I go on my way from one shock therapy to another, decades of shocks, decades of put downs and put ons,
For me to lose my cool three things are necessary. One, no sleep for a week to a month to a year. No food for a week and several months and no let up in a work schedule. I have taught myself to see the signs and I say to myself, "you are setting yourself up for a fall." Sleep, rest and eat. And, no matter how tough the situation I will endure without losing my patience.

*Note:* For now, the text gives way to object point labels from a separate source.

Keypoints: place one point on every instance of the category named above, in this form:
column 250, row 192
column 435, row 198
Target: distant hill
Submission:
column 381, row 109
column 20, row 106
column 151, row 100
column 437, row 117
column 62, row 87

There are people that lose their tempers every second of the day and we know of them in our family pool and network of friends. But, find someone like me that is beaten and berated continuously without confrontation, without saying a word and when the explosion comes and everyone runs and ducks they can't get over it. They spend a lifetime of licking each other bones and they didn't even have a mark on them. I don't get it. They, it seems, are allowed to berate, beat, kick, poison children, mull children, barbecue chicken like Kentucky Fried chicken, rape viciously and repeatedly over a forty to sixty year time period and if one person hits back watch out they will cry and howl in frustration. Why? Because, "you can't do that...you are a nigger."
Well, meet my brothers.
Birds of a feather fly together and too many of them set themselves on ABBA. I don't need a reason any more. I have several badges at one time or another. And, I don't have to do anything. I can sit and type and work and play. ABBA had a lot of friends and none of them are nuns except for one. What goes around comes around, eh?
It takes a lot for me to hit back but I never hit first. I never shoot first. I have the right by law to defend my body and my home. Don't cross the line.